11:10:  Fourth period:  Free block again!  I made vocabulary worksheets.
12:00:  Fifth period:  7th grade.  We began with new assigned seats, carefully engineered to put each of my problem students in a bubble of solitude and order.  It will not work, but one can hope.  We then moved to vocabulary worksheets, which were completed quickly* and quietly* in a totally not-chaotic* way, after which we discussed how to write a sentence like a non-toddler.  Highlight of the conversation:  “Miss, when are we ever going to use this in real life?”

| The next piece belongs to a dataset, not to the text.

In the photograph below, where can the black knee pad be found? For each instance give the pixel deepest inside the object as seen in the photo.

*These words are all lies.
12:45:  Lunchtime.  I eat with the kids most days because it’s a fun way to connect with them.  It also cuts down on food fights and children pretending to snort Fun Dip like cocaine.

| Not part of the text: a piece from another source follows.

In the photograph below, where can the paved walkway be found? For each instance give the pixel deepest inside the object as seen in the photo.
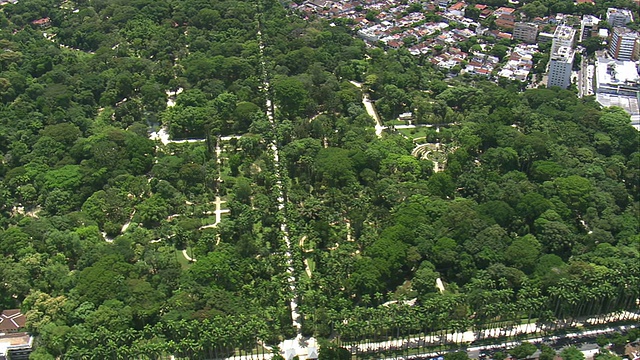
(218, 212)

1:25:  Seventh period:  9th grade.  We are still working on Romeo and Juliet, which is a terrible play about terrible people for those who are lucky enough to have avoided it.  We discussed Romeo’s interaction with Tybalt, and my students asked why it wasn’t called “Romeo and Tybalt” since Romeo claims to “love thee better than thou canst devise.”  Teenagers.  After a brief flash of pride that they were at least using quotes from the play to back up their loony ideas, we got back on track with the “ghetto theater,” where we very loosely interpret how certain action-packed scenes went.
2:10:  Eighth period:  11th grade.  We’re in the middle of The Scarlet Letter, and this class is actually awesome at discussions.  They have very different opinions on Dimmesdale and Chillingworth, and they are able to discuss those differences in a mature fashion.  They’re wonderful.

That time Pau got chased by a goat (he's very proud).

My 7th graders embodied in a single image.

I brought a tiny friend from the hogar to school one day.  My students got fairly attached.